Unless your organizational structure supports a total customer-centric strategy, a good product or an adept sales team just isn’t enough. Within today’s marketplace, organizations now must place emphasis on growing and retaining valuable existing customers as much as on acquiring new ones. If your organization doesn’t have a strategic plan that reflects today’s economic woes and laser focuses on total customer satisfaction, now is the time to formulate one — before you decide to cut the marketing budget.
Before cutting the marketing budget, consider the following questions:
-
Do you fully understand the needs of your customers?
-
Do you conduct customer-centric evaluations on your products and services?
-
Are your marketing goals SMART (specific, measurable, attainable, realistic and timely)?
-
Has your strategy incorporated the shift in economic pressure while considering both your customers and competitors?
-
Have you reviewed the structure of your marketing operations including processes, people and infrastructure to allow your organization to accomplish its goals?
-
Are you using technology enabled CRM to build a learning relationship with your customers?
-
Have you conducted a thorough and objective marketing audit of all your marketing functions and processes?
-
Do you understand the brand implications of marketing cuts?

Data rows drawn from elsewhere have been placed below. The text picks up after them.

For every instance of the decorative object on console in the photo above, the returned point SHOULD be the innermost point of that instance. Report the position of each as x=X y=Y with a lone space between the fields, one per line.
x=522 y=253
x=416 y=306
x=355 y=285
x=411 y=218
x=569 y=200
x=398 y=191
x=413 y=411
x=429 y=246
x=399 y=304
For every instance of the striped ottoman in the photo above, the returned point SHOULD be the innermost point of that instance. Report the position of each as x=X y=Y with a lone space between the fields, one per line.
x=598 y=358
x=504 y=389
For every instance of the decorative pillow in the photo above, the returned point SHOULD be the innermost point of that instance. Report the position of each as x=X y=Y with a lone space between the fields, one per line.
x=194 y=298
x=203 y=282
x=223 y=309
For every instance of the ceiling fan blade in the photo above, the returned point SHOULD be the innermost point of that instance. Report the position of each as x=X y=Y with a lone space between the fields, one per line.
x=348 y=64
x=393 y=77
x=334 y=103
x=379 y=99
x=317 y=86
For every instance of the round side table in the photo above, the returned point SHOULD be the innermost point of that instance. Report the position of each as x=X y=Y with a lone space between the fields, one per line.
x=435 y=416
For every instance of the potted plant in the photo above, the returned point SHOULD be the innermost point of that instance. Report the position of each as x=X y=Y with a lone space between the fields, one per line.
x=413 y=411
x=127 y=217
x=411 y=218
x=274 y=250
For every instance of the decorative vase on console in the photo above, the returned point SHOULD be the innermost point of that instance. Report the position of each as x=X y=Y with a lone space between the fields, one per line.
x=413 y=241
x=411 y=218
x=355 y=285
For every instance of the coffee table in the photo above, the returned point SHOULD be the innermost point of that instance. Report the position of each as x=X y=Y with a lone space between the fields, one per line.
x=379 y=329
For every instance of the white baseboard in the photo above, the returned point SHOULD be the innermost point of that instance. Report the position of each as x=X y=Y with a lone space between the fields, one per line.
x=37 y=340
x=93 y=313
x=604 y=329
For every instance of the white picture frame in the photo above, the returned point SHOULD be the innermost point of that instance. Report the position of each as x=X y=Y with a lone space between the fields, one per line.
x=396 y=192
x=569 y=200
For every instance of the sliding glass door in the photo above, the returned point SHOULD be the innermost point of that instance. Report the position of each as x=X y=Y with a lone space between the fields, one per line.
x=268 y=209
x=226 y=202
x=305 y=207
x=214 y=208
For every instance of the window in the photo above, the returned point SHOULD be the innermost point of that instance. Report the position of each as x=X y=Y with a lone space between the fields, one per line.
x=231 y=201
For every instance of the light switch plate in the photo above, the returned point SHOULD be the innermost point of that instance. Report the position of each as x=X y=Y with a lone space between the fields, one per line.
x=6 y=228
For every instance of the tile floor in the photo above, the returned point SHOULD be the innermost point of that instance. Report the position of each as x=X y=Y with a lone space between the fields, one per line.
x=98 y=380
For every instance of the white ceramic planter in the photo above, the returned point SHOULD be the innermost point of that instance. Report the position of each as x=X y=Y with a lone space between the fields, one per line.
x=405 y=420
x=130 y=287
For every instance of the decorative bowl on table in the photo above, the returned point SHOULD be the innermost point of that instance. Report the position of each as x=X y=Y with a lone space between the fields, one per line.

Before cutting, consider your marketing metrics:
Obviously the best way to view a budget is to show its economic worth. Although a difficult task, this process is important in order to show a clear connection between marketing spending and resulting profits. It is difficult to always connect the spending with the profits because marketing is such an integrative function throughout an organization; many of the measures have time delays along with intervening variables. So consider both the short-term and long-term effects when using metrics to assess the value of your marketing expenditure.
Critical measures that can be used include:
-
Return on Investment (ROI); Economic Value Added (EVA); Internal Rate of Return (IRR); Return on Sales (ROS); and Net Profit
-
Customer Life Time Value (CLV) and average acquisition cost or retention costs
-
Measuring at a micro-level the value of specific products or programs
Before cutting, consider a Big M marketing audit:
Shifts in the economy and consumer behavior have a serious impact on your organization. As the economy seems frail, organizations should consider taking the pulse of their Big M marketing baby. A comprehensive, independent and objective marketing audit can be the first step to ensuring marketing health, effectiveness and efficiency. A thorough marketing audit will result in a healthier, more customer-centric organization with increased sales and profitability.
So throw out the bath water if you must, but hold on to that marketing baby. And take a Big M marketing view within your organization as a long-term sustainable investment, which, over time, will deliver a steady and ever improving return.
Allen Banoub is Chief Marketing Surgeon with Marketingmri, Inc.